Though I don't think the article is anywhere close to NPOV yet, I don't see much value here in haggling over the article's tags. Tags are (limitedly) useful for soliciting editors to make repairs. On WP they're frequently used like WP-brand "disapprovals" or "disclaimers". I think solicitations should be placed on talk pages--and if the WP community deems article disapproval or disclaimer tags legitimate then WP should call them that. I'm much more amenable if WP encourages readers to "read this but what do we know? here are the sources we see. please do verify!" And at this point, I see the "tag" as having no value whatsoever except like a light switch. Editors acclimate and can fall asleep with it on or off.
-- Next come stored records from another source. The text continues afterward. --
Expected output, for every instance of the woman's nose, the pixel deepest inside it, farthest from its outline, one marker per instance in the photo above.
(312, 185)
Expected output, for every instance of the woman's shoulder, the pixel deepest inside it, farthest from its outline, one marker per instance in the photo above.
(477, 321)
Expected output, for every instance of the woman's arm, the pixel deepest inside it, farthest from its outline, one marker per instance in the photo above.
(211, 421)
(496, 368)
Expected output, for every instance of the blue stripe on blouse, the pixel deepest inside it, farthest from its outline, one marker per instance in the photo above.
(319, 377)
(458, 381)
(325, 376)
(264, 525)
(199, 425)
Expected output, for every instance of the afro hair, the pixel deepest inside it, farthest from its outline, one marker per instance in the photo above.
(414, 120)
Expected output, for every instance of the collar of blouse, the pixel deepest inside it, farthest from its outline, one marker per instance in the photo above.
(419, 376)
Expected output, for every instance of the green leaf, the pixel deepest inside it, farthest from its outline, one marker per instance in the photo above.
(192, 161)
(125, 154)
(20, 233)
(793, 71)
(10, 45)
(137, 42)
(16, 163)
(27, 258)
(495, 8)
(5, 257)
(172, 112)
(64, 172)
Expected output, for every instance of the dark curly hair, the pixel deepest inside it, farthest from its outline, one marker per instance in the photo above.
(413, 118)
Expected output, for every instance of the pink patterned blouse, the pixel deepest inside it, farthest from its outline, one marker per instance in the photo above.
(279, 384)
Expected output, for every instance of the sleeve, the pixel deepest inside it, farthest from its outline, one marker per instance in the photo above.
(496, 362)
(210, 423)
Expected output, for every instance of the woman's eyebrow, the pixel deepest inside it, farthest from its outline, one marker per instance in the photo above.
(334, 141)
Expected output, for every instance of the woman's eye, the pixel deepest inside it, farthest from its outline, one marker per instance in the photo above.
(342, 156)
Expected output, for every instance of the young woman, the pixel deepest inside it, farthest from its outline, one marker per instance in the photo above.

Flicking it once in awhile might wake them back up temporarily but mainspace should be devoted to keeping readers alert, not editors...imho. And this article, tags or no tags, is not providing service to readers. Professor marginalia (talk) 08:51, 29 November 2010 (UTC)
  • The preceding back-and-forth was unproductive because it was premised on the belief that if one could show that "race" was a folk category rather than a natural category that it would be impossible for racial differences to be genetic in origin. That's a view some scientists hold, and other disagree with them. I'll leave it as an exercise to figure out if either group is in the majority. But the problem is that there are yet other scientists who don't care about that argument because either way it doesn't change the answer to the question of whether particular socially identifiable groups of individuals differ in a particular trait on average or the cause of that average difference. Google admixture mapping to find out more. NPOV requires all of those POVs to co-exist in one article. --Cant1lev3r (talk) 06:53, 30 November 2010 (UTC)

Factually accurate?

Are there parts of this article which are factually inaccurate? Can you point to them? Are they verifiable with citations and yet still reasonably certainly untrue? This is irrespective of any feelings about neutrality.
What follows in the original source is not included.